2590 µGWAS on a Grid Enabling Small Sample Screening for Common Complex Conditions

Friday, February 18, 2011: 8:30 AM
147B (Washington Convention Center )
Knut M. Wittkowski , Rockefeller University, New York, NY
Genome Wide Association Studies (GWAS) based on traditional univariate statistical approaches, where p-values are computed from individual single nucleotide polymorphisms (SNPs), have identified loci conferring disease risk for some rare diseases, but have had limited success when applied to complex diseases.
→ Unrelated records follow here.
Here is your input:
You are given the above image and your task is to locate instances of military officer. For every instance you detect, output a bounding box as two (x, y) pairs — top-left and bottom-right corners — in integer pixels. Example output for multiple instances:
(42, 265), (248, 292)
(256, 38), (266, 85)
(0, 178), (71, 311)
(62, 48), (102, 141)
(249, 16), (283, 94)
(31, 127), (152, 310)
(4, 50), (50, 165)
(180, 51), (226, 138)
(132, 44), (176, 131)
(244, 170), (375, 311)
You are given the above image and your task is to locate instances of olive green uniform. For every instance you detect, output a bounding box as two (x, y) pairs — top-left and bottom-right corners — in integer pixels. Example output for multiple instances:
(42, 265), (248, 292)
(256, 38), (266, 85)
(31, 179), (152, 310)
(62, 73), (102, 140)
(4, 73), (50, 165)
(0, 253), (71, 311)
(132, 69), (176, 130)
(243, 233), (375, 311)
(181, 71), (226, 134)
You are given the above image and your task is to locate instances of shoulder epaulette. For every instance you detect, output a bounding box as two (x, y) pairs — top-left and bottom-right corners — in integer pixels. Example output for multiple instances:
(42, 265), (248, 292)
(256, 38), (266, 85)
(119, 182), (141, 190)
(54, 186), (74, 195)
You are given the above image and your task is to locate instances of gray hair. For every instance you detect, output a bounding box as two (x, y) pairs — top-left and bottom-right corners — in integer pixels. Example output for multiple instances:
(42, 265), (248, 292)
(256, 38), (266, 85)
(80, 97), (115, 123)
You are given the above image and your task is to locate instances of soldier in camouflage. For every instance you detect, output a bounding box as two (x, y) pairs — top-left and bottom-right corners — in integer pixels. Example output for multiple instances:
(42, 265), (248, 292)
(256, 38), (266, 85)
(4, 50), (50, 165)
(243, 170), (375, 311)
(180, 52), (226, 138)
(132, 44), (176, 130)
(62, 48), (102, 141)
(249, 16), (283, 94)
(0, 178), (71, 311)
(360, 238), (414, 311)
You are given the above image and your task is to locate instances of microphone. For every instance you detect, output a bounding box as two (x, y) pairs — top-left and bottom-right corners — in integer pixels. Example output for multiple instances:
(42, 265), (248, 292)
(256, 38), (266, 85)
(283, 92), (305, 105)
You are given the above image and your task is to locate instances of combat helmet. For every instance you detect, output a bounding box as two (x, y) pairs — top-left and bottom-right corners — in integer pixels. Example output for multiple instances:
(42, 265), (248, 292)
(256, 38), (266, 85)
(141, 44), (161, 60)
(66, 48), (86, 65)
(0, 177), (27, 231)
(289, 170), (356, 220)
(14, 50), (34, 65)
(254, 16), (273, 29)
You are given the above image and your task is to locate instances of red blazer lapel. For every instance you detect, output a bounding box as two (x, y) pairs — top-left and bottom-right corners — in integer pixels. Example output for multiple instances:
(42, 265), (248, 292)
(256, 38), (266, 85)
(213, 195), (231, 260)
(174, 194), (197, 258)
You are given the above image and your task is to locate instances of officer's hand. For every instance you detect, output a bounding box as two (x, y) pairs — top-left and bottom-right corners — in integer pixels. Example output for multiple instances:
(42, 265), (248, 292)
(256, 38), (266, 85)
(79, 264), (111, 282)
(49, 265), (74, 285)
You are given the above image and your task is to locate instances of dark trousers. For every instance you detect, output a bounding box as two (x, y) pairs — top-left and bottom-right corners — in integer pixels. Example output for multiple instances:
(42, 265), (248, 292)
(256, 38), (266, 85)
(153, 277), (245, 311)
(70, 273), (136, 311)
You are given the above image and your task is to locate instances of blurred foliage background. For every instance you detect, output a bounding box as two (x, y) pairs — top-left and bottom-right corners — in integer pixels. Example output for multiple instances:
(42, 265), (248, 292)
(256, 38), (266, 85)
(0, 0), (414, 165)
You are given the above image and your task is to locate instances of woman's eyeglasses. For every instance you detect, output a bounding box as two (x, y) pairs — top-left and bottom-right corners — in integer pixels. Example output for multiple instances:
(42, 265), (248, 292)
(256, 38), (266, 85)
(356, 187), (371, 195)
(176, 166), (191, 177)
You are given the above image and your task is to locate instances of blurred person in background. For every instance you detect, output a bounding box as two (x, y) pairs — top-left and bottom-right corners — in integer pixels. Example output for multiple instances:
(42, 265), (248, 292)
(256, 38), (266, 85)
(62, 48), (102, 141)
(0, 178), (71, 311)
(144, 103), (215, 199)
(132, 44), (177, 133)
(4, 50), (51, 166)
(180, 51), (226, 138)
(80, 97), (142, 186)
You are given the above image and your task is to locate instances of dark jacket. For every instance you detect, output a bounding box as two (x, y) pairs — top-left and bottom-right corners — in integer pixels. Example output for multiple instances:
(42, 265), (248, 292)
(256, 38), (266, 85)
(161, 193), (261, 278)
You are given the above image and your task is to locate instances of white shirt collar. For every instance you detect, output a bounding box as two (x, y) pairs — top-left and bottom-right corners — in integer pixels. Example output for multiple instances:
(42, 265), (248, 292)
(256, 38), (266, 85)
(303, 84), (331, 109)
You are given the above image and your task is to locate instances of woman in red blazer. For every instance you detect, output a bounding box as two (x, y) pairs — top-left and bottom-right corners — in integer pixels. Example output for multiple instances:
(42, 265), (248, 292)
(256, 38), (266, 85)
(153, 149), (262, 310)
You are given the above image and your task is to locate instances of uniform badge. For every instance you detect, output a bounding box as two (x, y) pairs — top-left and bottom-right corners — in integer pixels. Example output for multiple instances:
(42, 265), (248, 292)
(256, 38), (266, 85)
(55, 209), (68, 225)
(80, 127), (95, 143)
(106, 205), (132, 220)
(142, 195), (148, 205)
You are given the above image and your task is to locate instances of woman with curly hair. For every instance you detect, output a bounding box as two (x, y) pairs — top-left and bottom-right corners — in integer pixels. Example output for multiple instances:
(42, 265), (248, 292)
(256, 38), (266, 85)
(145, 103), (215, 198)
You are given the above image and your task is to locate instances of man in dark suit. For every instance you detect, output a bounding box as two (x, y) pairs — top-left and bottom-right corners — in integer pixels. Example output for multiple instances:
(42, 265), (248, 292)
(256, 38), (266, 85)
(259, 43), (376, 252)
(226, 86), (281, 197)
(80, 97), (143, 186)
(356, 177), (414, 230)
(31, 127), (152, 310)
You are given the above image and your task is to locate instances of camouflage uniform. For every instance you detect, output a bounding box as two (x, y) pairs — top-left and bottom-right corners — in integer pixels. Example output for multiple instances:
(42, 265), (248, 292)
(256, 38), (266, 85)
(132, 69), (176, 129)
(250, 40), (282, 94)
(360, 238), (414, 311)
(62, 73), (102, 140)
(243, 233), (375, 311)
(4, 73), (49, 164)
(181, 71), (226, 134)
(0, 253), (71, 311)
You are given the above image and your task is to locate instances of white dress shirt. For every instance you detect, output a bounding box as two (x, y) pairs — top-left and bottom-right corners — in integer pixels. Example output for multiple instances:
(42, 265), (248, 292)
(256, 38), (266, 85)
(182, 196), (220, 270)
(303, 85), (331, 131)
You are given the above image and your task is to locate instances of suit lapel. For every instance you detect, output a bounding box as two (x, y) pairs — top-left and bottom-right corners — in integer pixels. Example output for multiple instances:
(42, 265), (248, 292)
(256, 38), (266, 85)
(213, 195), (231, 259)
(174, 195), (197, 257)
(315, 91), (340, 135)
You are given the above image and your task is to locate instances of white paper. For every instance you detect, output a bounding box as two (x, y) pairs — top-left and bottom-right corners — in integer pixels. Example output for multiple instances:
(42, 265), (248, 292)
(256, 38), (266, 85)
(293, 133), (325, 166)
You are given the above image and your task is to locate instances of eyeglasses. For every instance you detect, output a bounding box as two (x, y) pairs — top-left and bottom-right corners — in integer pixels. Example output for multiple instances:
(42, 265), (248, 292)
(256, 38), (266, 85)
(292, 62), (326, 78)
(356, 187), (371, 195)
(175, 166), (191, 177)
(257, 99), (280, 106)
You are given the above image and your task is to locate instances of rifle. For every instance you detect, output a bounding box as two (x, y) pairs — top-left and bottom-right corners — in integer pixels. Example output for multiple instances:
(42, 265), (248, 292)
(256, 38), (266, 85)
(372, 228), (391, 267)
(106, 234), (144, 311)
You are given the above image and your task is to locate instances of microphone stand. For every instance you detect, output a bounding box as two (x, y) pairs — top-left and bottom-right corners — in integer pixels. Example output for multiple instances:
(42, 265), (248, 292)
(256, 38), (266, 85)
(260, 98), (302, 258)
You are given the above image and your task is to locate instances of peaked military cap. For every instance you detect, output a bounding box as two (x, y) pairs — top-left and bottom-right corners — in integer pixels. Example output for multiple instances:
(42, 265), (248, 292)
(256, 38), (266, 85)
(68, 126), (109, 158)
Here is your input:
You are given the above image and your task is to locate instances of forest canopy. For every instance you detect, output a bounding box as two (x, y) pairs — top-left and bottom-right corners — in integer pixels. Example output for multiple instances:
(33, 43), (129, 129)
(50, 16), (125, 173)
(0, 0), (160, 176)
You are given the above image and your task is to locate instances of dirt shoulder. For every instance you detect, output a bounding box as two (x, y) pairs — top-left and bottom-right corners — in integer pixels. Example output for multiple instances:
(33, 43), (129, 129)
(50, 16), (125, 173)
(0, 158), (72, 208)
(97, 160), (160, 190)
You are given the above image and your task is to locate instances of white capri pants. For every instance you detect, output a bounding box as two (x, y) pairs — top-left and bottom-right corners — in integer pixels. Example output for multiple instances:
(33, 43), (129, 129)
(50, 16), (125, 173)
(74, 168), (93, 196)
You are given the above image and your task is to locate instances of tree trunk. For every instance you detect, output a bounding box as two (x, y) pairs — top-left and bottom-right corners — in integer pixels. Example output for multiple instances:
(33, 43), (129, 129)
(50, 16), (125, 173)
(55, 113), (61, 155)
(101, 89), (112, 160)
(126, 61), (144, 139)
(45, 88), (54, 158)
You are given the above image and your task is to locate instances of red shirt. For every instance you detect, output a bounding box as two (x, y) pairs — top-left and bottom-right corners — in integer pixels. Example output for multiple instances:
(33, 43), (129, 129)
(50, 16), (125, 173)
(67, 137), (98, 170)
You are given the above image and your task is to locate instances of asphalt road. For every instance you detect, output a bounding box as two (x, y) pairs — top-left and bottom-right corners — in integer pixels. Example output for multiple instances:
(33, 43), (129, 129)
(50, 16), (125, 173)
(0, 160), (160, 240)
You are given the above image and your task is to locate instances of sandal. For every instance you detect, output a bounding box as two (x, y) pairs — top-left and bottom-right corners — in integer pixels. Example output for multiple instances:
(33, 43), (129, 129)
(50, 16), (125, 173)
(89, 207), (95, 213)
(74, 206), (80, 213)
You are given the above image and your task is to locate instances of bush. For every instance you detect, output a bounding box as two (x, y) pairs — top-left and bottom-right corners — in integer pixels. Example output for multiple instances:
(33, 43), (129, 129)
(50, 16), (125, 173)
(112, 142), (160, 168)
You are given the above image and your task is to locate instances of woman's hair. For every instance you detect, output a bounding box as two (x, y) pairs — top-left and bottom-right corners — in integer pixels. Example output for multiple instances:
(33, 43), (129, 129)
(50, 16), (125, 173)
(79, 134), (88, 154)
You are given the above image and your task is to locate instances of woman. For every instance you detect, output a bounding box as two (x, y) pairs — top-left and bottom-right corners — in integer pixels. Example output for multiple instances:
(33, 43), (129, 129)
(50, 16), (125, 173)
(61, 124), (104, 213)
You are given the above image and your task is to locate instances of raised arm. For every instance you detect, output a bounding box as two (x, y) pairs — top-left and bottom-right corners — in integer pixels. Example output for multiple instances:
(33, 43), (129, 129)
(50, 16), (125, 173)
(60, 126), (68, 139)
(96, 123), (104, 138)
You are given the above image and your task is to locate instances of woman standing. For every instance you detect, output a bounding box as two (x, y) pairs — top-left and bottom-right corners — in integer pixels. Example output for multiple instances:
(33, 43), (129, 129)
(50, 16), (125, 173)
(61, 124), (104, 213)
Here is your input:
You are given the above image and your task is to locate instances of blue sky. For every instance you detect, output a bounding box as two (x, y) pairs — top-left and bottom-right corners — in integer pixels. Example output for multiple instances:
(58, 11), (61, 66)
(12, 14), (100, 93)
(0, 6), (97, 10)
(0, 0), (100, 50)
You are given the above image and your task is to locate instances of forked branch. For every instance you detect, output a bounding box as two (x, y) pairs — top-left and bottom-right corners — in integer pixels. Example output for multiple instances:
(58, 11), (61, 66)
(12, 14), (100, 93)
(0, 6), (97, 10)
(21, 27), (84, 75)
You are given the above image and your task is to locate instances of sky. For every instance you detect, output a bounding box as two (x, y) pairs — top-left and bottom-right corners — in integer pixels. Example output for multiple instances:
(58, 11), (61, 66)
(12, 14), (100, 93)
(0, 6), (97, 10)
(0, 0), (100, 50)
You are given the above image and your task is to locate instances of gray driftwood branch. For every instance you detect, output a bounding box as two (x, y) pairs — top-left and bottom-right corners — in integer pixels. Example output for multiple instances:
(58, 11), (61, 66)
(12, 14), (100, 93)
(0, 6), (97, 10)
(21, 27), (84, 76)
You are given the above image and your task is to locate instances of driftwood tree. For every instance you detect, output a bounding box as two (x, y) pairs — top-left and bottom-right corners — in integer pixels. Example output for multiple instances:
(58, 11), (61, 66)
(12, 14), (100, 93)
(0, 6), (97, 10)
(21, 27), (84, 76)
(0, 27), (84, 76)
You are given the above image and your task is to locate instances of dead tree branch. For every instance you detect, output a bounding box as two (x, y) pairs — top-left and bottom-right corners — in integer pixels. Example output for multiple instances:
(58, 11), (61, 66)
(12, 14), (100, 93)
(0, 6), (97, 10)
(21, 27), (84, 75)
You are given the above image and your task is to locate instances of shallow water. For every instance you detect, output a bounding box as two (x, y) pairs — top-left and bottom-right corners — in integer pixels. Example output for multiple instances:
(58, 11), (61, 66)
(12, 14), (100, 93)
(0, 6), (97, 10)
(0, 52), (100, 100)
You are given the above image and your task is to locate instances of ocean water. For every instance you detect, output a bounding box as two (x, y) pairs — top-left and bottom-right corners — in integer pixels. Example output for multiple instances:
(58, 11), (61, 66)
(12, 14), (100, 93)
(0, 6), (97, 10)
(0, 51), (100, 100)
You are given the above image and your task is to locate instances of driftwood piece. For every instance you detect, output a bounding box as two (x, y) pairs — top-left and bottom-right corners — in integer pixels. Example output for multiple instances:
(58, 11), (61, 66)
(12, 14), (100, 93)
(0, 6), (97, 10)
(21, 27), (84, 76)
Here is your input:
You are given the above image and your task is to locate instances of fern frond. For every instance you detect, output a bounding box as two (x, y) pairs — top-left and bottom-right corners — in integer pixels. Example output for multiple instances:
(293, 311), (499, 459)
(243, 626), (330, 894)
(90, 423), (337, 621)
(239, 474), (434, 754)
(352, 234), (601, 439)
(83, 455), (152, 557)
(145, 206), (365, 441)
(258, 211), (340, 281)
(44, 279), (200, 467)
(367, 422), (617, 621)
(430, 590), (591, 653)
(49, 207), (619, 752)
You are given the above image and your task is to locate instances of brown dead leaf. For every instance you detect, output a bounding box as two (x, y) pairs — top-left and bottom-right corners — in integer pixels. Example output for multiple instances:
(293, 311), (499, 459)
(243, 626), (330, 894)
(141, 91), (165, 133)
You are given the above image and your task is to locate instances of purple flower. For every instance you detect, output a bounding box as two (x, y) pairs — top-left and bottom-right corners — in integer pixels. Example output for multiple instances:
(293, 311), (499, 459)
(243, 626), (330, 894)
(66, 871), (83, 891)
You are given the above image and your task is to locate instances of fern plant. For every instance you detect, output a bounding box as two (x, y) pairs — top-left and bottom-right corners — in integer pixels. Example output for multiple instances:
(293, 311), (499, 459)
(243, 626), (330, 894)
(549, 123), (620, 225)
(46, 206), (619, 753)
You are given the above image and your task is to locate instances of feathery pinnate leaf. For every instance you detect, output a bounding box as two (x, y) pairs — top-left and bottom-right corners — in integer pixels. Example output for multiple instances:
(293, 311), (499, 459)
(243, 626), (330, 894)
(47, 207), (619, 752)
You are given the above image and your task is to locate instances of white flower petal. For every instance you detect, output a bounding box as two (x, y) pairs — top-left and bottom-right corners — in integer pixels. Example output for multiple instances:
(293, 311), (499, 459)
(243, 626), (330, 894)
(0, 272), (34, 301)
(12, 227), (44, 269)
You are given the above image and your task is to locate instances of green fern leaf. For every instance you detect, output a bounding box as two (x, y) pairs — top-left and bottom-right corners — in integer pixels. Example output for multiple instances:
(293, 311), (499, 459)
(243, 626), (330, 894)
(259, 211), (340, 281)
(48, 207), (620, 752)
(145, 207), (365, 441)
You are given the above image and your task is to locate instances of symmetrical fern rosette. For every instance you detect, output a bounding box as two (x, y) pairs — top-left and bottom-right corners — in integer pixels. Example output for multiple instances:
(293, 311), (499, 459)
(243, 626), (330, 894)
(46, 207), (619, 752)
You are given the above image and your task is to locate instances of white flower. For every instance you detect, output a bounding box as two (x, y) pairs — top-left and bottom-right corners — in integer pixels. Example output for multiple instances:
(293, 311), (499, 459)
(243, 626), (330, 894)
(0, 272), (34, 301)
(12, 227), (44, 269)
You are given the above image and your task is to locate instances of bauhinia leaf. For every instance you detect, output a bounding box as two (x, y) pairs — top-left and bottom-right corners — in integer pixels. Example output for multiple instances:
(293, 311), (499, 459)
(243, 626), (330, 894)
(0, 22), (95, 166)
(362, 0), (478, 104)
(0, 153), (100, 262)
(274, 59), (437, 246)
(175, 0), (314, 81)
Multivariate approaches are more appropriate, in principle, but have rarely been used because parametric methods require unrealistic assumptions about linearity, additivity, and independence to be made, and non-parametric methods have not been fully developed due to their high computational demand.

In the spirit of computational biostatistics, we propose a novel, non-parametric, multivariate statistical method (µGWAS), which is based on recent extensions (Morales 2008, http://www.bepress.com/sagmb/vol7/iss1/art19) of a statistical approach, termed u-statistics, which were originally proposed in the 1940s (Hoeffding 1948), but so far mostly applied to univariate and censored data only (Mann-Whitney 1947, Gehan 1965).

When empowered by a grid of hundreds of computers, µGWAS can detect epistasis within diplotypes (neighboring SNPs of unknown phase) as well as between intragenic regions and genes. In an application of this computational statistics approach to several common diseases, we demonstrate its unique ability to pinpoint specific regions within a haplotype block and to detect functionally relevant interactions. While single SNP GWAS is often believed to require (tens of) thousands of subjects, a study of childhood absence epilepsy, for instance, generated biologically plausible hypotheses based on only 185 cases and 824 controls from a publicly available data base.

Having a more powerful multivariate approach available to identify epistasis in common diseases, has implications for the use of HapMap tag SNPs and has potential to advance comparative effectiveness research and personalized diagnostics or treatment.